L’incorrigible Léon Lewalle (ex-Smap) fera un an de prison ferme

La peine de Léon Lewalle, ex-patron de la Smap, a été confirmée en appel pour une affaire d’extorsion de fonds. (Jacques Duchateau). EdA

Il envoyait un homme de main pour récupérer des sommes prêtées: l’ancien patron de la Smap Léon Lewalle fera un an de prison. Peine confirmée en appel...

Son homme de main le surnommait «le vieux Léon»... C’est que Léon Lewalle est désormais octogénaire.

Mais à 80 ans, on dirait que l’ancien assureur n’a pas retenu la sacrée leçon du procès de 2004: il avait alors été condamné à 4 ans de prison pour détournement de fonds à la Smap, aujourd’hui Ethias, dont il a fermement tenu les manettes pendant des années.

Et le voilà à nouveau condamné à un an de prison ferme pour tentative musclée d’extorsion de fonds auprès de débiteurs qui tardaient à rembourser leur prêt.

Un des créanciers avait même essayé de mettre fin à ses jours en se jetant d’un pont d’autoroute.

La prison, pour qu’il comprenne...

Après la Smap, Léon Lewalle s’était reconverti dans la location de voitures de luxe au Grand-Duché du Luxembourg. Au travers de cette société, Icare, il lui est arrivé de prêter certaines sommes.

En 2012 et 2013, l’homme n’a pas hésité à récupérer ces sommes à coups de menaces et d’intimidations. Les faits remontent à 2012 et à 2013. Et ce n’est pas lui, homme plutôt frêle et vieillissant, qui allait réclamer les sous. C’est un costaud, un homme de confiance, qui s’en chargeait sur ordre de Lewalle.

En février, le complice chargé du sale boulot a été condamné à 3 ans de prison. La secrétaire qui servait d’intermédiaire entre Lewalle et son gros bras a écopé d’une peine de 250 heures de travail. Lui, Lewalle, en prend pour un an. Mais il va en appel et demande alors une peine de travail.

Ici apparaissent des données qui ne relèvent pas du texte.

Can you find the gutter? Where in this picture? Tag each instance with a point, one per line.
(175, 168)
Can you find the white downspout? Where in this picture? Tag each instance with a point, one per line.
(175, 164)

Mais la cour d’appel de Liège en a décidé autrement, comme l’écrit l’Écho ce matin. L’homme est en récidive légale. Ce sera un an de prison ferme. La cour considère que les faits sont trop graves. On ne peut pas les banaliser. «Seule une peine d’emprisonnement apparaît de nature à lui faire prendre conscience de l’anormalité de ses actes» et «du caractère fautif de son comportement».